Michelle Chang Comes to the U.S. 

With the benefit of hindsight, Chang says she now has a better understanding of what Chef Claquin meant when he called her food ten years ahead of its time. Four years after he said it, she says, “it is still not easy to start a restaurant of fermented cuisine – especially in terms of staff training and restaurant setup.”

And so, when Chang received an invitation to bring her fermented cuisine to the United States, she leapt at it. “I have always viewed myself as a messenger and an educator, rather than a chef,” said Chang. “That’s why I published a book, why I opened my restaurant in France, and why I came to the United States to help set up a fermentation restaurant.”

That restaurant is right here in Charlottesville, as Chang’s invitation came from Gen Lee, co-founder of Peter Chang’s restaurants.

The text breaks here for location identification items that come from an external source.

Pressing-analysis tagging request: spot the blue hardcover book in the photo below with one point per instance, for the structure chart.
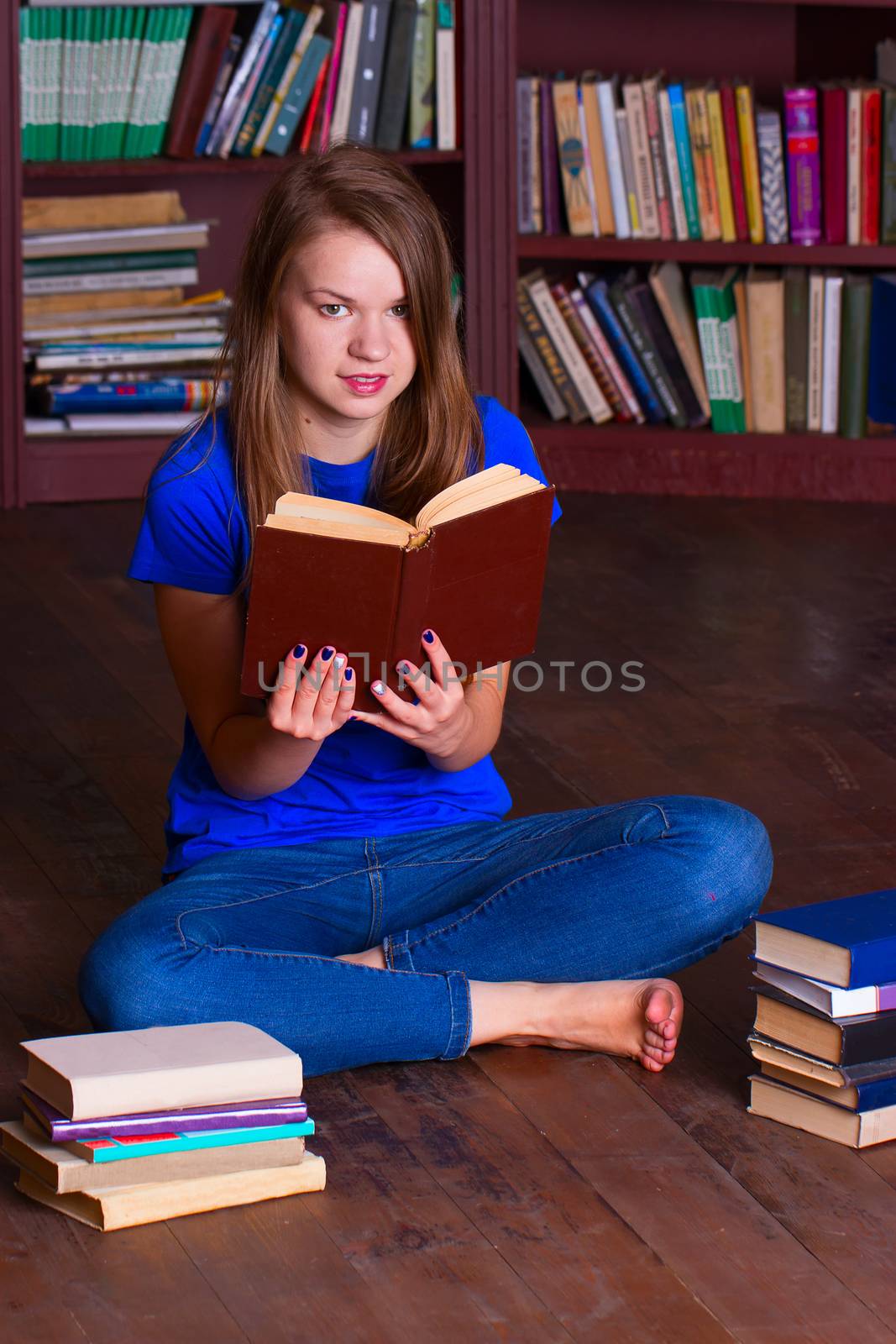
(598, 297)
(685, 160)
(846, 942)
(882, 386)
(116, 1149)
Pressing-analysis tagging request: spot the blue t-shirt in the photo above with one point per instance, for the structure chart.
(363, 780)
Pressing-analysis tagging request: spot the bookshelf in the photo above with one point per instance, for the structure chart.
(772, 42)
(473, 202)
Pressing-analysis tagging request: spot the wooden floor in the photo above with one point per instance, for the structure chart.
(515, 1194)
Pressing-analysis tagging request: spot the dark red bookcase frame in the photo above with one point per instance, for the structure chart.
(768, 40)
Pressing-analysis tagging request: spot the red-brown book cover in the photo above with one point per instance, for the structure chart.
(476, 581)
(735, 163)
(197, 80)
(869, 228)
(833, 172)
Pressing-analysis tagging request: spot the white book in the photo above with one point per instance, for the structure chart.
(97, 281)
(831, 355)
(826, 998)
(644, 183)
(348, 64)
(589, 168)
(667, 127)
(815, 342)
(564, 343)
(445, 77)
(93, 242)
(853, 165)
(607, 105)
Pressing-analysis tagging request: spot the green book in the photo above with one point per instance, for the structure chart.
(107, 262)
(269, 82)
(296, 100)
(855, 349)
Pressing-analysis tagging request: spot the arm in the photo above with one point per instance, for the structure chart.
(250, 759)
(484, 698)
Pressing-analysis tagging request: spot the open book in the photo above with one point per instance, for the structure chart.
(470, 566)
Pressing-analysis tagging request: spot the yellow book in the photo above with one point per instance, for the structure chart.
(750, 160)
(720, 165)
(571, 155)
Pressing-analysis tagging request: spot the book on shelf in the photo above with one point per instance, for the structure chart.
(450, 569)
(230, 81)
(102, 1136)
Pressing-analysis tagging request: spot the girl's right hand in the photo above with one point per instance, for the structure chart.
(312, 702)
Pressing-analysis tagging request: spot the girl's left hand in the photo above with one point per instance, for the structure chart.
(443, 718)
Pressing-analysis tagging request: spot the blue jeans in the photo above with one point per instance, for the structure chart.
(613, 893)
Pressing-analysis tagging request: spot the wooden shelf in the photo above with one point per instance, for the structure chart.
(564, 248)
(161, 167)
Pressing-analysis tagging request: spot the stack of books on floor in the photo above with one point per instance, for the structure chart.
(752, 349)
(134, 1126)
(134, 81)
(825, 1030)
(701, 160)
(110, 343)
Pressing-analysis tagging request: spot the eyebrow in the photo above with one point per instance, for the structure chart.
(322, 289)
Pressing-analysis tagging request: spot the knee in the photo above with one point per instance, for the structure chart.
(121, 976)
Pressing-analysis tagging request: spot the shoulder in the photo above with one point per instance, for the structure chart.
(506, 440)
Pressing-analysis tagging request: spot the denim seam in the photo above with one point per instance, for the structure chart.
(528, 839)
(268, 895)
(532, 873)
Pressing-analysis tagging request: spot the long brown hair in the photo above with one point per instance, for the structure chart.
(432, 434)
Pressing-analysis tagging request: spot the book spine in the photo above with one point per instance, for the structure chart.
(804, 165)
(750, 159)
(774, 195)
(658, 158)
(833, 144)
(606, 102)
(685, 159)
(853, 165)
(720, 167)
(735, 163)
(869, 208)
(831, 356)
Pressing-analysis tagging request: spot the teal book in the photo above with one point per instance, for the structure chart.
(685, 161)
(116, 1149)
(296, 100)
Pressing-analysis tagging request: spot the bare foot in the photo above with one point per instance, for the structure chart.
(636, 1018)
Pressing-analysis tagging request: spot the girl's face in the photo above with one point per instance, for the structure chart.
(343, 312)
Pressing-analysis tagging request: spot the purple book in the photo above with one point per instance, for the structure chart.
(804, 165)
(235, 1115)
(550, 161)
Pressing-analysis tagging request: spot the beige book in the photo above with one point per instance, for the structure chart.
(644, 185)
(118, 1073)
(63, 1171)
(575, 187)
(766, 328)
(604, 198)
(739, 291)
(820, 1117)
(132, 1206)
(43, 306)
(671, 292)
(125, 210)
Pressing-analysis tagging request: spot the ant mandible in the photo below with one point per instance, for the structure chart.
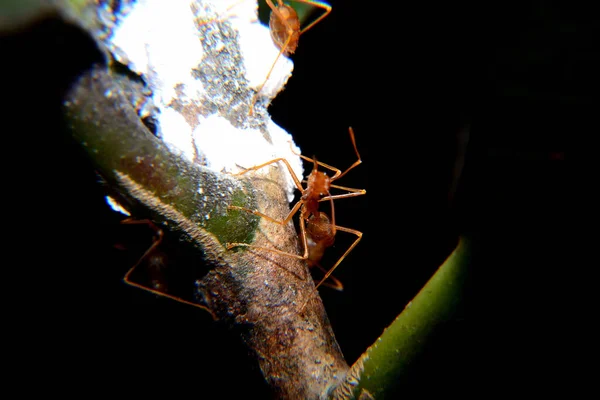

Intrigued by the health benefits of fermented cuisine, when Lee learned of Chang online, he asked her to come to the United States to help him revamp another restaurant he co-owns: Kyoto.

Now open with a new name, Kyoto Fifth Taste features umami-laden dishes using techniques and recipes taught to Kyoto’s staff by Chang. Through her research, Chang discerned that, when applying heat to fermented foods, temperature control is vital, to avoid microbial enzymes from losing their activity, and allow fermentation to continue in the cooking process. Combining cooking with fermentation, she says, creates an even richer flavor and experience, reflecting her philosophy that using both cold/fermented and hot/cooked methods achieves a combination of Yin and Yan energy.

Her basic method is first to make shio koji by fermenting rice koji, salt, and water for 5-7 days. That shio koji she then uses as a method to ferment meat, fish, and other ingredients, which she incorporates into her cooking in a variety of methods.

Salmon is fermented in shio before a quick sear, and served in a fermented lemon and koji sauce.

Lamb is fermented in shio koji for several days, which not only enhances its flavor but also begins to break it down, yielding tender meat that requires little additional cooking. Served with a fermented sauce of tomato pesto and koji.

Fermented scallops with risotto.

In pursuit of her mission, Chang hopes to help others open fermented food restaurants in the U.S.. Interested restaurateurs can reach her through her website.

But, her first will always be Kyoto Fifth Taste. Now open at 1864 Rio Hill Center.